200 Pods p/km is the highest density. In order for the vehicle to merge into the stream, there will need to be a gap of at least a 15 m between two adjacent Pods. Merging will happen at the speed of 50-60 km/h. There are provisions in place for aborting this process even at the last moment.
4. How is the destination station selected?
By touch panel or voice activated selection by means of a simple confirmation dialogue with the vehicle’s computer system. It will also be possible to change one’s destination during travel in the same way.
5. How do you prevent vandalism or malfunctioning?
If there is a malfunction or vandalism, the service center is alerted and takes appropriate action. Our system design and its monitoring will detect malfunctions immediately, sending the vehicle for service. The very small number of moving parts means minimal mechanical stress on all components. Vandalism will be prevented by many sensors detecting both mechanical and chemical parameters indicating misbehavior. Passengers will know about cameras recording events inside and outside the vehicles and stations. Any alarm raised by the sensors will activate a live connection with the operator and video material will be used as evidence in court if required. The system operator or even the Pod system itself will divert the Pod automatically to the nearest police station in case of any vandalism detection.
6. How will the system be supplied with energy?
METRINO is powered by traction lines, similar to light rail. Each pod will have a small battery which is needed to support electronics operations and will also serve as backup power to drive the vehicle to the nearest stop in case of emergency. An average of 1-2 KW is needed for moving a Pod at roughly 50 km-hr.
7. How will the system be protected from terrorism?
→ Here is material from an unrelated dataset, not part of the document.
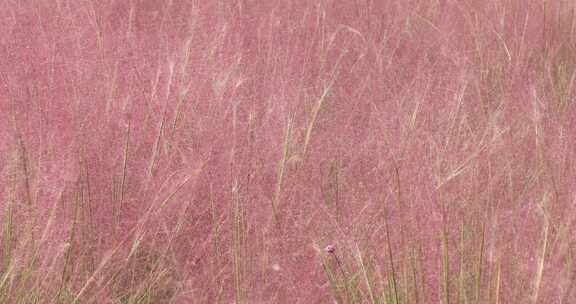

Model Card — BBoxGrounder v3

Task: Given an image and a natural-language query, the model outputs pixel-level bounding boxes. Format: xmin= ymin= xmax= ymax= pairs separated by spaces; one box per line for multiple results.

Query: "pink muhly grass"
xmin=0 ymin=0 xmax=576 ymax=304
The destruction of one or more guideway supporting poles will not stop the system, it will only render a given section unusable. There will be a small number of people affected in the Pods. This is why the METRINO system is “unattractive” as a terrorist target. Protection is easier due to a multitude of cameras.
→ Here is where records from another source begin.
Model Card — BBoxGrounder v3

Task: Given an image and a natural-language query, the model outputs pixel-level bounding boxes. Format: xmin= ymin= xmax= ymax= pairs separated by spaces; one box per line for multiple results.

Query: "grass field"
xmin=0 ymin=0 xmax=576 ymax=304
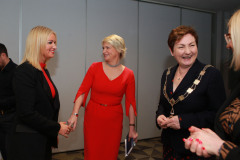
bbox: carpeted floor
[52,138,162,160]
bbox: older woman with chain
[156,26,225,160]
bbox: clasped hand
[59,122,73,138]
[183,126,224,158]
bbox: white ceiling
[143,0,240,12]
8. What are the safety features regarding children entering an unmanned station?
If children obey the rules, have tickets and can operate a simple user interface (touch and voice), there is no need to prevent them from using the system. If desirable, the system via voice recognition and weight/headcount calculation could demand additional information or prevent them from using the system. METRINO will also provide features where parents can program their children’s tickets to be valid only for certain stops, e.g. school or home.
9. What about accommodating the stops and the landscape?
The footprint of the 5 vehicle stop will be approx. the same as a typical bus stop, with the addition of 6 m of space for the ascending/descending guideway sections. METRINO will travel with at least 5 m of space underneath the Pods. Tel/power lines, traffic lights etc. in cities are mostly below this level. To accommodate specific infrastructure, METRINO can have higher posts, a small problem compared to building a new road through the same area.
10 Will existing trees have to be severely trimmed or cut to make room for the moving Pods?
It will not be necessary to cut many trees, if any, as METRINO’s lines can be suspended over the center of streets. Removing a few cars from streets is ecologically equivalent to having more trees.
11 How can a single Pod reach a certain pre-determined destination when it has to cross many routes and pass through numerous intersections?
The Metrino system works in the same way as the collision-free intersections of freeways. Pods from a station will merge into the main lines in the same way as vehicles from a petrol station merge into a highway.
12. How can so many Pods per km get their share of power supply effectively and safely?
No more power will be needed by METRINO than on tram or train lines. The system will have an overall better performance than trains. It is not the number of vehicles per km but how much overall load needs to be moved over a given length of line.